Click here for a version of this article in portuguese
The use of compression methods in data transmission has always been among the objectives of application and service offerings which aimed at reducing network bandwidth consumption and data transmission time.
Today, most applications and services offered on the Internet already use efficient compression methods, a trend that should get more usual as more services and applications are migrated to the cloud, once most service contract models from Amazon Web Services or Microsoft Azure, which are based, among other things, on the amount of data transmitted.
At the same time, the increasing and evolving threats to data security and the emergence of strict regulations to protect data, such as LGPD in Brazil and GDPR in Europe, make data encryption as important or more important than data compression.
However, many applications compress data before it is encrypted, which, in some cases, may compromise the confidentiality of the transmitted data.
This article introduces some of the security issues that surround data compression with later encryption and demonstrates that, in certain cases, it is safer to only encrypt it.
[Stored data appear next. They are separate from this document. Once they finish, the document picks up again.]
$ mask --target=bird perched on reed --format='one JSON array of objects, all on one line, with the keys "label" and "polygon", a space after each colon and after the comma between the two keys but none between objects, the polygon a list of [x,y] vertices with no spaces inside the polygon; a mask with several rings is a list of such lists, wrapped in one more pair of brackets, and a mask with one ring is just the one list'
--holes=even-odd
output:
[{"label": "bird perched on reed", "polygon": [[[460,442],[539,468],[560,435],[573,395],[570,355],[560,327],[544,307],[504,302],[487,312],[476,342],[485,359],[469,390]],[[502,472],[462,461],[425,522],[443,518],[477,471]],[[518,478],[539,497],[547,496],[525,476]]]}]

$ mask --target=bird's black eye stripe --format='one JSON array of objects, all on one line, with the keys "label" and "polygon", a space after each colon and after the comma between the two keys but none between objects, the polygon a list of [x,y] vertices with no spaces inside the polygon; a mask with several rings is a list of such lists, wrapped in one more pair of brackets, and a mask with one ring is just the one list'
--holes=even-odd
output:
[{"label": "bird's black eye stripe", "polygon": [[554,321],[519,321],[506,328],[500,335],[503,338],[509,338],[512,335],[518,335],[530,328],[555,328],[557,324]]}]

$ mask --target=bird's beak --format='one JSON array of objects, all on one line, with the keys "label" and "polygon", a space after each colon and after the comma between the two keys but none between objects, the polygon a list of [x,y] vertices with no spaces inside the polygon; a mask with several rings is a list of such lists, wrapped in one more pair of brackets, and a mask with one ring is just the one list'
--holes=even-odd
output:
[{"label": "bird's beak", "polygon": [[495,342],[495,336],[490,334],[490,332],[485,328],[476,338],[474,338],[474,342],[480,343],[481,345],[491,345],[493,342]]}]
This will be based on the operation of two popular compression algorithms that make up Deflate (one of the most commonly used compression methods used by gzip).
Generally speaking, a compression algorithm has as its main objective the reduction of space required to store the same amount of information. Deflate, for example, is subdivided into two other algorithms, LZ77 and Huffman Coding:
● LZ77: Algorithm responsible for reducing the redundancy of data to be compressed. These redundancies are replaced by references indicating the position where the same sequence of symbols previously appeared, which makes it possible to reduce the original size of the data.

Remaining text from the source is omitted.